From the first awards to the night's top prize, the Television Academy chose to reward a variety of shows and artists that represent social change and justice, and broke many records along the way. For starters, HBO’s Big Little Lies deservedly swept the Miniseries categories, taking home awards for Outstanding Miniseries, Lead Actress, Supporting Actor, Supporting Actress, and Directing. The show, which celebrates the complexities and interior lives of modern women, was a major presence throughout the night, with many of the speeches stemming from the show, from Laura Dern’s acknowledgement of “the tribe of women” who worked on the show to Reese Witherspoon and Nicole Kidman’s passionate plea to put more women in the center of stories and “make them the heroes of their own stories” helped cement perhaps the night’s most common theme: girl power.

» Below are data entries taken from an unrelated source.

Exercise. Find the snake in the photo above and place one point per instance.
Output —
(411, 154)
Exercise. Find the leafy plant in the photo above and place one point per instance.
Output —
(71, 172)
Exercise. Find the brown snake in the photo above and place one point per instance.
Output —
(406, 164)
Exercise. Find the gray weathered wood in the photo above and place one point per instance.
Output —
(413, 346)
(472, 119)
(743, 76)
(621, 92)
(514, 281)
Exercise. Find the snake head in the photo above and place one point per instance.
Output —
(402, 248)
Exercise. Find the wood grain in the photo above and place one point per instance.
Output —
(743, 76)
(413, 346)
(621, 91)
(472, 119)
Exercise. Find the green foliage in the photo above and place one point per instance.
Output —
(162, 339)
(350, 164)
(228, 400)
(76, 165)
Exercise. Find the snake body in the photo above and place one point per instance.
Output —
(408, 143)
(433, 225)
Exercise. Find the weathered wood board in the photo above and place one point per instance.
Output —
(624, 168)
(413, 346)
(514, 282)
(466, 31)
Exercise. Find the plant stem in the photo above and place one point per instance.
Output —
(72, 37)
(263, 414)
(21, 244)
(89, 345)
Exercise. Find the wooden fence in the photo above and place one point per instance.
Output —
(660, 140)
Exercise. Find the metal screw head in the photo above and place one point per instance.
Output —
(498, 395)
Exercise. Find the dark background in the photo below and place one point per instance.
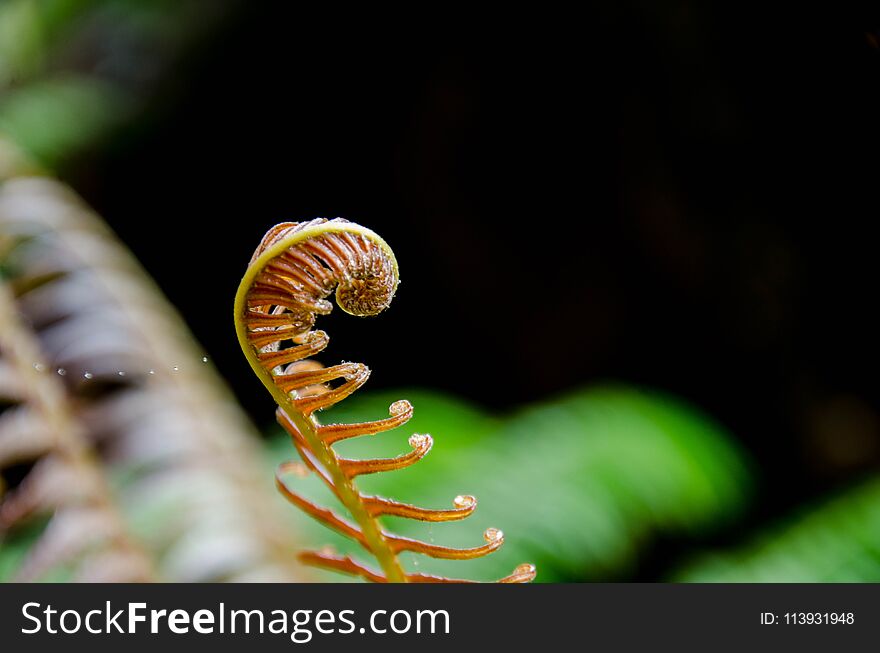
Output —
(680, 197)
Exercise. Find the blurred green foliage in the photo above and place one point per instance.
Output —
(579, 485)
(71, 71)
(837, 541)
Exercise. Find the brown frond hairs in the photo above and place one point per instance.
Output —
(292, 273)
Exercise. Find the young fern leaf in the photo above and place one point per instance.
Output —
(292, 272)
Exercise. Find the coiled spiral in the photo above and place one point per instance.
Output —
(293, 271)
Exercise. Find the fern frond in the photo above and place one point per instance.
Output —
(293, 271)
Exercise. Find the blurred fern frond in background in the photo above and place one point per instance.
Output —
(179, 453)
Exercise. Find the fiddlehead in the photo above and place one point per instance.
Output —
(293, 271)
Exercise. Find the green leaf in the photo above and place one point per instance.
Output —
(836, 541)
(578, 484)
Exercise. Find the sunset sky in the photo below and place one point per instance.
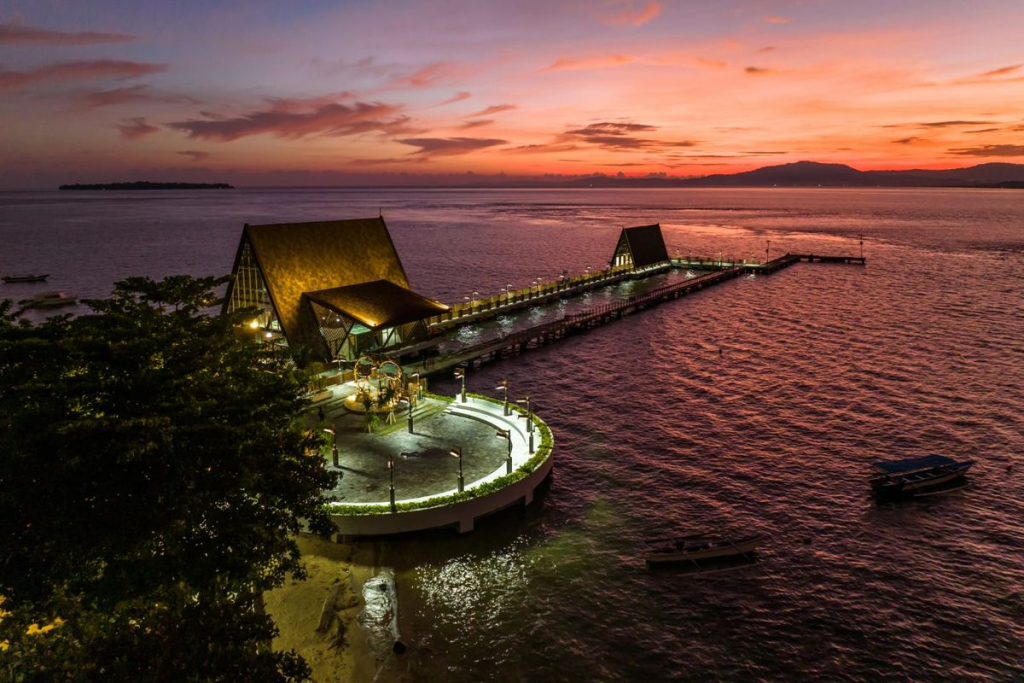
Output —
(272, 92)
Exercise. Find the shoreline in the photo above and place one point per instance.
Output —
(344, 651)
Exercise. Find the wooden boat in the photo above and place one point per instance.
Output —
(915, 475)
(698, 549)
(9, 280)
(48, 300)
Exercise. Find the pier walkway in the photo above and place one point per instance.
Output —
(542, 335)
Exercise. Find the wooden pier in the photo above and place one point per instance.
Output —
(542, 335)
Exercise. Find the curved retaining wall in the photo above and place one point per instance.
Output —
(462, 515)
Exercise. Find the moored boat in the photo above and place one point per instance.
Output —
(915, 475)
(10, 280)
(48, 300)
(700, 548)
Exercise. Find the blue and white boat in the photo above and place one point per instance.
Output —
(916, 475)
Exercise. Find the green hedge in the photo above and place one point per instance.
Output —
(524, 470)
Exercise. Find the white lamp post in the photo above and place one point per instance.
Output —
(457, 453)
(504, 385)
(334, 447)
(507, 435)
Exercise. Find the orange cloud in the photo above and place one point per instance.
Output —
(495, 109)
(135, 128)
(631, 14)
(990, 151)
(16, 32)
(77, 71)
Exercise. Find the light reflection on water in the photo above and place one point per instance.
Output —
(752, 406)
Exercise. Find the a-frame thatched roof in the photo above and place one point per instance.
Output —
(378, 304)
(645, 245)
(296, 258)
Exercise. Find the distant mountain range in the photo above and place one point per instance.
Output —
(813, 174)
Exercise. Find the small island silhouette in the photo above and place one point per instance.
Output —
(145, 184)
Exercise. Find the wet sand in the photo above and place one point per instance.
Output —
(343, 651)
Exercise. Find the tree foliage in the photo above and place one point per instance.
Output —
(153, 473)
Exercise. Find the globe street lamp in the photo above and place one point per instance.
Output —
(507, 435)
(504, 385)
(390, 469)
(334, 447)
(457, 453)
(460, 374)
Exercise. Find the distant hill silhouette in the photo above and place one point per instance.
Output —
(813, 174)
(145, 184)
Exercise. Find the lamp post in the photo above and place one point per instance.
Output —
(529, 421)
(457, 453)
(507, 435)
(409, 399)
(334, 447)
(390, 469)
(460, 374)
(504, 385)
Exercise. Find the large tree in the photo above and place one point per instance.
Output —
(153, 473)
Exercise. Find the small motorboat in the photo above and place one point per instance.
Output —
(698, 549)
(48, 300)
(10, 280)
(916, 475)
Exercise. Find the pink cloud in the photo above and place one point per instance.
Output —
(196, 156)
(1001, 72)
(630, 13)
(16, 32)
(449, 146)
(130, 94)
(295, 119)
(491, 111)
(432, 74)
(77, 71)
(458, 97)
(135, 128)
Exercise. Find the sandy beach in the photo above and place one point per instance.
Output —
(344, 650)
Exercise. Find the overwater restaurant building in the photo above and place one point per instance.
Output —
(640, 247)
(336, 288)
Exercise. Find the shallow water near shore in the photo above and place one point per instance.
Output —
(755, 406)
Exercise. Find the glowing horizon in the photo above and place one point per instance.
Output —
(264, 93)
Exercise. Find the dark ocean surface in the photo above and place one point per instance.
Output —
(823, 370)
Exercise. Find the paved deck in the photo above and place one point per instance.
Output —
(423, 467)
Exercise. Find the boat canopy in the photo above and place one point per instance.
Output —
(895, 466)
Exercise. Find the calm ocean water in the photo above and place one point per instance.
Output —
(824, 369)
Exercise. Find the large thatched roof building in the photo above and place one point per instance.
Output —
(335, 288)
(640, 247)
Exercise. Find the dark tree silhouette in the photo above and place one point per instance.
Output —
(153, 474)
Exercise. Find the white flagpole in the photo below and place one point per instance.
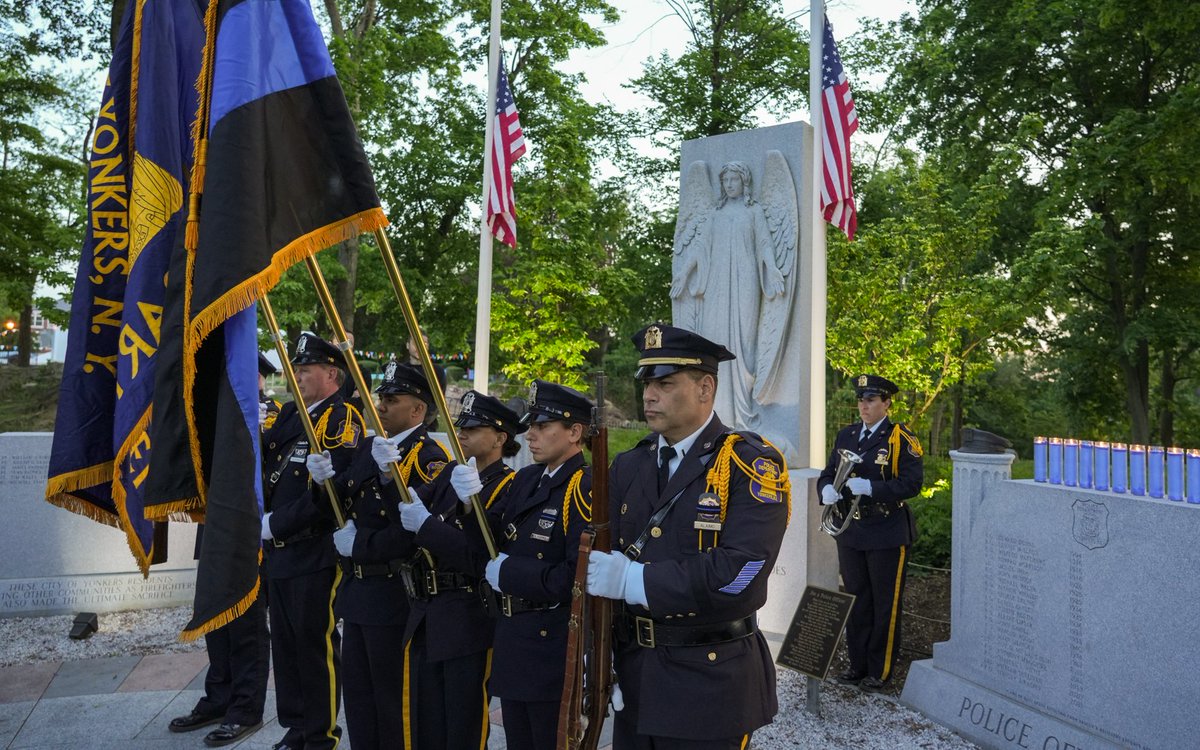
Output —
(817, 451)
(484, 304)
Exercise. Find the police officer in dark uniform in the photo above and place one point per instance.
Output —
(538, 528)
(873, 550)
(449, 635)
(373, 547)
(699, 515)
(239, 652)
(301, 564)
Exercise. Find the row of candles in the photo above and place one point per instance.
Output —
(1117, 467)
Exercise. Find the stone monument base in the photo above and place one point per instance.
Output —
(988, 718)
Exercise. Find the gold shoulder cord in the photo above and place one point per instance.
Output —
(718, 480)
(496, 492)
(575, 493)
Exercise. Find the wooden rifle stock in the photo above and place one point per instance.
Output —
(587, 685)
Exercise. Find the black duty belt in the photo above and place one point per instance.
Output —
(388, 569)
(651, 634)
(876, 509)
(301, 537)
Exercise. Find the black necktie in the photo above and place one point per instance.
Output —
(665, 455)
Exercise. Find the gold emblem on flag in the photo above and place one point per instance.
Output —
(654, 337)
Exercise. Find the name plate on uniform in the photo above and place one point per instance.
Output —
(816, 629)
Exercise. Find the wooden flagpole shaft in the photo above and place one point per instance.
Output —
(352, 364)
(414, 330)
(301, 407)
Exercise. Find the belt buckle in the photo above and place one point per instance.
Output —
(643, 629)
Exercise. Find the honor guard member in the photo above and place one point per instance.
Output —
(699, 514)
(873, 550)
(301, 564)
(239, 652)
(375, 547)
(449, 635)
(538, 529)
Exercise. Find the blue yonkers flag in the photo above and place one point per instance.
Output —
(137, 180)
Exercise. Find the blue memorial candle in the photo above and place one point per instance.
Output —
(1155, 473)
(1085, 465)
(1194, 475)
(1039, 459)
(1175, 474)
(1069, 462)
(1055, 460)
(1137, 469)
(1101, 451)
(1120, 467)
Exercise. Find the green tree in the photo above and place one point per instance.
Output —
(1101, 99)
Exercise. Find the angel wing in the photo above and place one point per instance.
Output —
(690, 257)
(780, 209)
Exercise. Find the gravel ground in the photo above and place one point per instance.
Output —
(850, 718)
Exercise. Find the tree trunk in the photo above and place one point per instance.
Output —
(343, 289)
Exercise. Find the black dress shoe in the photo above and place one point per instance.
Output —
(193, 720)
(871, 684)
(850, 677)
(228, 733)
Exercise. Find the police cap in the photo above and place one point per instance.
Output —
(312, 349)
(553, 402)
(480, 411)
(874, 385)
(405, 378)
(666, 349)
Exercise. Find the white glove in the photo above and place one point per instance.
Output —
(321, 466)
(858, 485)
(413, 515)
(384, 453)
(828, 495)
(343, 539)
(492, 571)
(465, 480)
(615, 576)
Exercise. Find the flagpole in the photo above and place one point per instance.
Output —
(820, 281)
(484, 301)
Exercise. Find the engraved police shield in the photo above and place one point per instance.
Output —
(1091, 523)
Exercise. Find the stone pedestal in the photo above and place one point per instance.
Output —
(1071, 619)
(54, 562)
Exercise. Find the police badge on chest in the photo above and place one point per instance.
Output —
(708, 513)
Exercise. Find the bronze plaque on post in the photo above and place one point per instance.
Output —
(815, 631)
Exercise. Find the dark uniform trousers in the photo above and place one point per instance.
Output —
(874, 549)
(449, 634)
(538, 525)
(702, 575)
(372, 601)
(239, 663)
(303, 575)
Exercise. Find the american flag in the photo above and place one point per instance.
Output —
(840, 120)
(508, 145)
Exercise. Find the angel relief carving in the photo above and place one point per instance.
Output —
(733, 275)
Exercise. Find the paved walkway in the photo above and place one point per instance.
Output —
(125, 703)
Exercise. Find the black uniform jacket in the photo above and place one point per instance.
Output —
(455, 622)
(298, 519)
(889, 445)
(696, 577)
(546, 522)
(379, 538)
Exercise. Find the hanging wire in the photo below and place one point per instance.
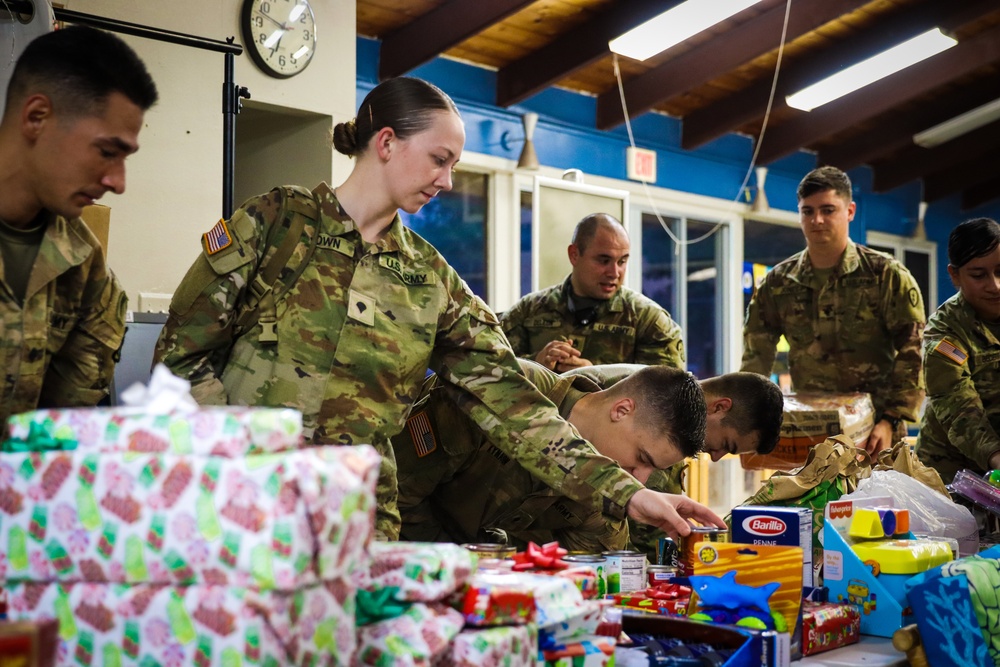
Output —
(753, 159)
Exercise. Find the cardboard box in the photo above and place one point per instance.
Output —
(98, 219)
(811, 418)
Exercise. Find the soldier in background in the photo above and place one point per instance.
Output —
(74, 108)
(852, 316)
(456, 485)
(372, 306)
(961, 423)
(591, 318)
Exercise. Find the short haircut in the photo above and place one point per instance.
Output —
(405, 104)
(587, 228)
(823, 179)
(78, 68)
(669, 402)
(971, 239)
(758, 405)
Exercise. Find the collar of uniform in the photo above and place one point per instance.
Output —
(341, 224)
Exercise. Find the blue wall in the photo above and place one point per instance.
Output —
(566, 138)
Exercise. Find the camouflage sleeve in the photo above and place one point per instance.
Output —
(660, 342)
(512, 323)
(761, 331)
(200, 329)
(646, 538)
(472, 356)
(904, 308)
(80, 374)
(956, 403)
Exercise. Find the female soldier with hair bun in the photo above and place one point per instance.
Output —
(961, 423)
(343, 320)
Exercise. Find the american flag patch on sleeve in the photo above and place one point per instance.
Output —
(217, 238)
(422, 434)
(949, 350)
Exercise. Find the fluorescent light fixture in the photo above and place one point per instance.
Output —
(959, 125)
(868, 71)
(674, 26)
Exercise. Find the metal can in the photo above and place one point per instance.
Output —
(659, 574)
(688, 556)
(596, 561)
(626, 571)
(487, 550)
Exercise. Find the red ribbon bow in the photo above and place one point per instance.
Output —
(545, 557)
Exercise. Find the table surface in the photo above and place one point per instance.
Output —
(869, 652)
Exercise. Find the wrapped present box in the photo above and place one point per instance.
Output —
(218, 431)
(114, 624)
(424, 572)
(420, 637)
(505, 646)
(274, 521)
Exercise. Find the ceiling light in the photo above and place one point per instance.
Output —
(868, 71)
(959, 125)
(674, 26)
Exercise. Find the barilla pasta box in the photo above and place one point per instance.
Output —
(780, 526)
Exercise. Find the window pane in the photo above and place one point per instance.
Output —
(919, 264)
(704, 304)
(659, 264)
(526, 199)
(455, 223)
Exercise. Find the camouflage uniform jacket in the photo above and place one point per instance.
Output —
(456, 485)
(628, 328)
(60, 346)
(859, 331)
(356, 334)
(961, 423)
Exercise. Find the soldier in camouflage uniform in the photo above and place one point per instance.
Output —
(745, 412)
(375, 305)
(455, 485)
(73, 112)
(961, 422)
(591, 318)
(852, 316)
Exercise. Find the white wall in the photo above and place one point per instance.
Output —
(174, 187)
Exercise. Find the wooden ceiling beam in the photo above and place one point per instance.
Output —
(750, 104)
(945, 182)
(759, 35)
(916, 161)
(438, 30)
(870, 101)
(981, 193)
(896, 130)
(574, 50)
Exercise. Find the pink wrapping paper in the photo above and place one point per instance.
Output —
(275, 521)
(418, 638)
(177, 626)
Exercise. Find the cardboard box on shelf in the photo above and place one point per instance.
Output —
(811, 418)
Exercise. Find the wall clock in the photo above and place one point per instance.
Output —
(279, 35)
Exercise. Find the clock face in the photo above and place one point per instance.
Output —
(280, 35)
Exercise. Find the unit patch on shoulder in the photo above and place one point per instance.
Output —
(217, 238)
(946, 348)
(422, 434)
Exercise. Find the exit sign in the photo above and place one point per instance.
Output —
(641, 164)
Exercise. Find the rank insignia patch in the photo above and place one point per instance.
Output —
(217, 238)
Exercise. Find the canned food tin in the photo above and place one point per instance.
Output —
(626, 571)
(596, 561)
(659, 574)
(685, 564)
(486, 550)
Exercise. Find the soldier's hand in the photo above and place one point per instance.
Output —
(556, 352)
(880, 438)
(669, 512)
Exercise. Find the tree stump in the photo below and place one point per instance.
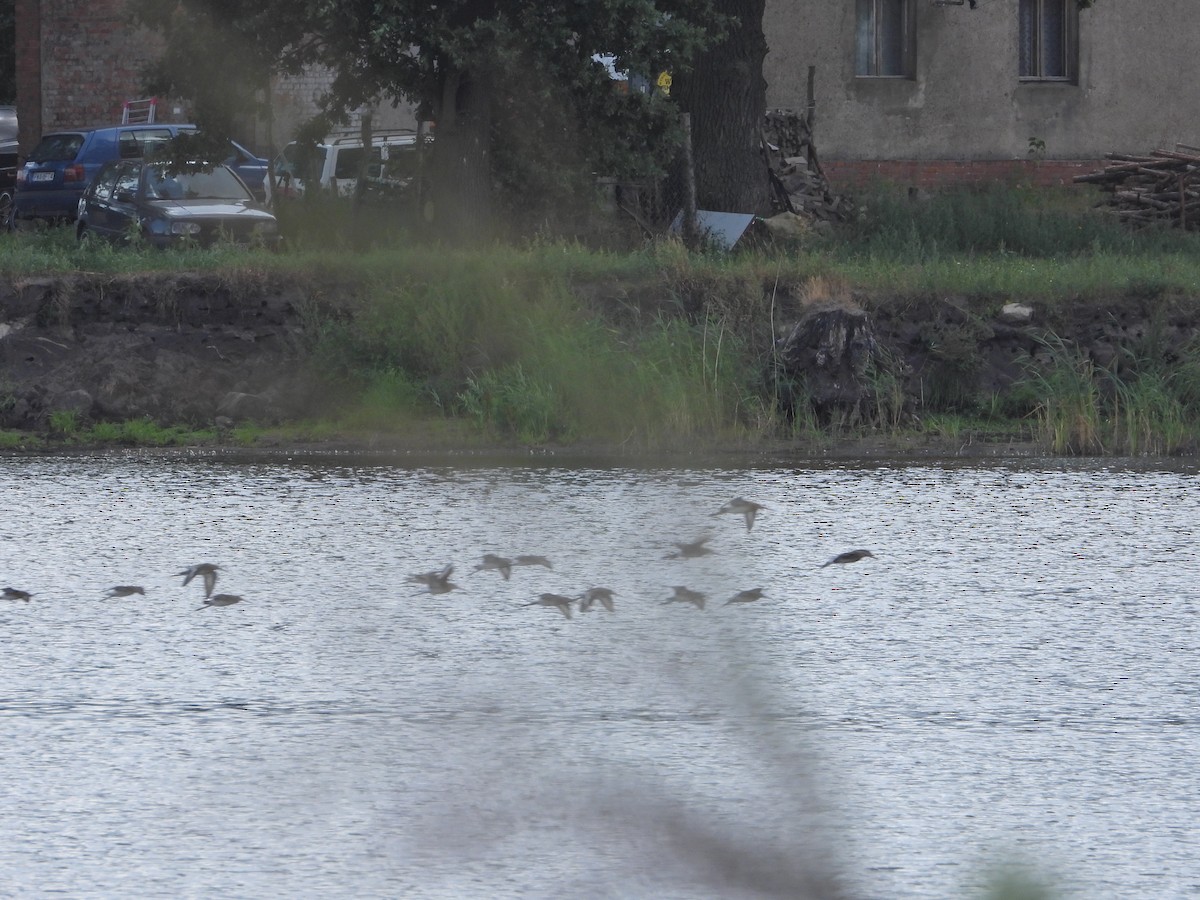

In addition, Nicole Kidman’s speech for her Lead Actress in a Miniseries or TV Movie win as an abused housewife in the show ended with a moving sentiment about domestic violence. The other major “girl power” player of the night was Hulu’s The Handmaid's Tale, which swept the drama categories with wins in Drama Series (making Hulu the first streaming network to win an Outstanding Series award) Lead Actress in a Drama for Elisabeth Moss, Supporting Actress in a Drama for Ann Dowd, Guest Actress in a Drama for Alexis Bledel, Writing and Directing among others. The Handmaid’s Tale became this year's major breakout show due to its prevalent subject matter about women's rights and autonomy, and to see the Television Academy honor such a feminist project, in categories which have previously been dominated by Breaking Bad, The Sopranos, Game of Thrones, and other male-centric shows was quite thrilling, and displayed a real sense of awareness around the injustices happening today (and Margaret Atwood got a much deserved standing ovation.)
Speaking of much deserved standing ovation, Lena Waithe received one as she made history as the first African American woman to receive the Emmy for Outstanding Writing in a Comedy Series for Master of None which she shared with co-writer and co-star Aziz Ansari. “The things that make us different, those are our superpowers” proclaimed Waithe as she gave a rousing thank you to the LGBTQIA community.
Another first for African Americans came in the Outstanding Directing in a Comedy Series category which went to none other than Donald Glover. Glover became the first African American to win the award and also took home the trophy for Outstanding Lead Actor in a Comedy Series for his work on Atlanta, which he created. The two other Lead Actor awards, in Drama and Miniseries/TV Movie, also went to actors of color. Sterling K. Brown won Drama for his work as America’s new favorite TV dad in This Is Us and Riz Ahmed took home the Actor in a Miniseries/TV Movie Emmy for his role in HBO’s The Night Of, which is a gritty and realistic portrait of how our criminal justice system fails people of color. Lastly, the Black Mirror episode “San Junipero” which centers on the interracial romance between two women in the 1980’s took home Outstanding TV Movie and Outstanding Writing in a Miniseries or TV Movie.
As conversations about diverse storytelling are moving to the forefront of the industry, the 69th Annual Emmy Awards had a lot to be proud of, but the work is not anywhere near done. We have to make sure events like these aren’t just flukes, they need to become the norm. We need to reach a day when there are no more “First’s…” As Bruce Miller, producer of The Handmaids Tale said in their Best Drama Series “Go home, get to work, we have a lot of things to fight for.”